Just one of her handful of acting credits so far, Yu portrays Mary Atherton-Yoo, the teenage daughter of Julianne Moore’s Gracie and Charles Melton’s Joe. In the Netflix film, tensions rise and the Atherton-Yoo family unfurls when actress Elizabeth Berry (Natalie Portman) embeds in their lives while researching for an upcoming role in a movie.
“I loved getting to play this normal teenage girl and getting to work with these insane artists,” Yu reflects about May December. “I think that there's a lot of work and a lot of beauty in getting to play a simple, very realistic, very human and grounded role.
Considering Azula, she adds, “There's something so fun and equally as beautiful and complicated as playing this very loud and caricature-like evil character… I learned so many different things from both of those projects. I'm so grateful to have been a part of them. Being on those two projects was like a crash course in being an actor because they're just two completely different sets, two completely different missions.”

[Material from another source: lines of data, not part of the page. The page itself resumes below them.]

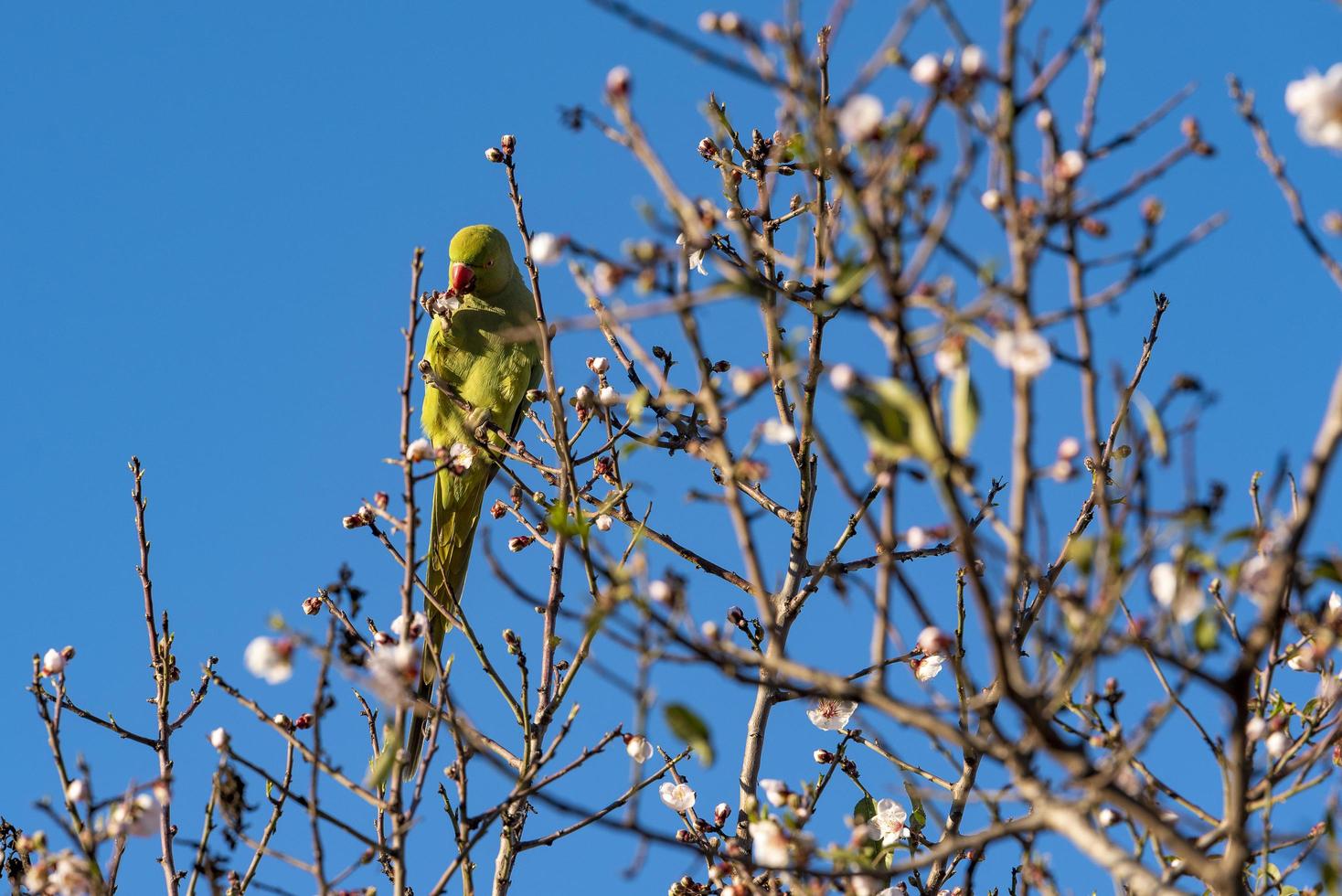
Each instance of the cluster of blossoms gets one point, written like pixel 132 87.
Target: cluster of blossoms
pixel 1316 103
pixel 932 643
pixel 270 659
pixel 63 873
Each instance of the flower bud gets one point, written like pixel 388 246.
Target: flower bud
pixel 52 661
pixel 926 71
pixel 972 60
pixel 1153 209
pixel 1070 165
pixel 618 82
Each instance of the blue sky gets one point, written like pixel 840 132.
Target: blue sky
pixel 204 256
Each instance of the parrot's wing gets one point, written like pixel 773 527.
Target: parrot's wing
pixel 519 415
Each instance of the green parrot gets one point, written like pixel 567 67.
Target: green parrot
pixel 475 352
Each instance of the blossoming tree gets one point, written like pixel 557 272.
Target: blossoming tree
pixel 1032 620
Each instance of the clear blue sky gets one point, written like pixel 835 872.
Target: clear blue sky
pixel 204 256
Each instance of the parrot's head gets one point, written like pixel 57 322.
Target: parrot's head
pixel 479 261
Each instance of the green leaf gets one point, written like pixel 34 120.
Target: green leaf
pixel 380 769
pixel 964 412
pixel 895 420
pixel 686 724
pixel 1155 428
pixel 917 815
pixel 849 279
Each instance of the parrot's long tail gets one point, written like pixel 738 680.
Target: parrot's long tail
pixel 451 534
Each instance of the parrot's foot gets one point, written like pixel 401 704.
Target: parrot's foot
pixel 478 422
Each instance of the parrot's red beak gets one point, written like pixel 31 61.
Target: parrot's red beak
pixel 461 278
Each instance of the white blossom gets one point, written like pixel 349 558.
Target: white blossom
pixel 696 256
pixel 270 659
pixel 860 118
pixel 780 432
pixel 392 668
pixel 915 537
pixel 52 661
pixel 928 667
pixel 605 276
pixel 1026 353
pixel 928 70
pixel 1070 165
pixel 972 60
pixel 618 80
pixel 459 458
pixel 418 625
pixel 1255 576
pixel 60 873
pixel 771 844
pixel 545 249
pixel 1330 687
pixel 932 640
pixel 949 358
pixel 678 797
pixel 1316 103
pixel 419 450
pixel 744 381
pixel 1302 660
pixel 133 817
pixel 843 377
pixel 776 792
pixel 443 304
pixel 828 714
pixel 1177 593
pixel 639 749
pixel 889 824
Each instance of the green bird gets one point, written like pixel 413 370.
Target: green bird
pixel 478 353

Well-versed in working alongside acting powerhouses, Yu is also among a star-studded cast on Avatar. Her Fire Nation compatriots include Ken Leung as Commander Zhao, Paul Sun-Hyung Lee as Uncle Iroh and Daniel Dae Kim as her on-screen father. “He's such a pro and leader on set,” Yu says of Kim. “You look at him and you're like, ‘You live and breathe this industry. You get this stuff like the back of your hand,’ and it's so inspiring to be surrounded by someone like that.”
Filming for Avatar took place in Vancouver and kicked off in November 2021. Yu joined the shoot later in February 2022, which lasted until that June and involved a high-intensity training schedule.
For the most part, if she wasn’t on set, she was training. Her day-to-day schedule varied according to what type of scenes she had coming up in the shoot. Sometimes Yu just focused on strength training; other days it was memorizing choreography. “It was a lot of fun. That's something I've never done before. I'm not a person who moves a lot,” Yu laughs.
In action and spirit, she differs from Azula, making her Avatar experience all the more rewarding as both an artist and a young 20-something. Yu found it “insanely cathartic” to escape her usual apologetic and non-confrontational tendencies. Metamophosizing from a budding actress to a whipsmart, superbly confident fire princess who is a near untouchable master of her craft can do that to a person.
“[I try] to say please and thank you as many times I can in a day, so getting to play [Azula] and wear this armor and be in a throne room of a palace I live in, it was a lot of fun to get to step outside what I allow myself to do on a daily basis.”
Avatar: The Last Airbender is now streaming on Netflix.